Effect of boron on the grain boundary segregation of phosphorus and intergranular fracture in high-purity Fe-0.2 Pct P-B alloys

Abstract

The effect of boron on the grain boundary segregation of phosphorus in a high-purity Fe-0.2 pct P alloy has been investigated by Auger electron spectroscopy (AES). The segregation of phosphorus decreases markedly with the segregation of boron; phosphorus atoms are replaced by boron atoms at grain boundaries. The free energy of segregation of boron at 1073 K is determined to be 100 kJ/mol. The effect of boron on the phosphorus-induced intergranular fracture (IGF) has been examined with impact testing, and the fractography has been studied with scanning electron microscopy (SEM).

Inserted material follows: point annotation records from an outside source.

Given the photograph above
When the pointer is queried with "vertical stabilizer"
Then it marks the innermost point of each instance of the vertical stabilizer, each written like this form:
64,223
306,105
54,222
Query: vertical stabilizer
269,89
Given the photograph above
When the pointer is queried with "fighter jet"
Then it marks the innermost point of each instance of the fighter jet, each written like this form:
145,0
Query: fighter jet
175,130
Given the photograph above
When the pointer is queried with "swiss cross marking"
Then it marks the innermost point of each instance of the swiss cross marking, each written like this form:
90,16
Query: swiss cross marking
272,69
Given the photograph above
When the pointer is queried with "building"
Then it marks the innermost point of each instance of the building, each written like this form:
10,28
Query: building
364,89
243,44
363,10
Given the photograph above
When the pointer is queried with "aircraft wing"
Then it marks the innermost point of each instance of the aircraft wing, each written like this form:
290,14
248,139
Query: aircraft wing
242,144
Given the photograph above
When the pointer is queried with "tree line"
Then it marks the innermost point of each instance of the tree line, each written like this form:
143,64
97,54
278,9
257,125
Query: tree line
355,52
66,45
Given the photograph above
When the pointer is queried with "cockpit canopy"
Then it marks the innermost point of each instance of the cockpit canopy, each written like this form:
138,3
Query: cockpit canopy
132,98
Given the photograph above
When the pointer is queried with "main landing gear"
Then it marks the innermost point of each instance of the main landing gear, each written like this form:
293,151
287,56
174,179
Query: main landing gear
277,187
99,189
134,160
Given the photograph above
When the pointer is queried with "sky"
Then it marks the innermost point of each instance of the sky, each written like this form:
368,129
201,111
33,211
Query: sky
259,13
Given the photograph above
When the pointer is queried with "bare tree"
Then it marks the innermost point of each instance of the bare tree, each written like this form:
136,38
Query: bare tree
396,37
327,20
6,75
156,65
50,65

Addition of 12.5 wt · ppm boron completely prevents the IGF induced by the segregation of phosphorus and decreases the ductile-brittle transition temperature (DBTT) by about 170 K when quenched from 1073 K. The suppression of the IGF due to the addition of boron is caused by two mechanisms. One is the increased grain boundary cohesion of iron caused by the segregated boron as its inherent effect. The other is the decrease in the segregation of phosphorus caused by the segregation of boron. The former has been shown to be more effective than the latter in suppressing the IGF.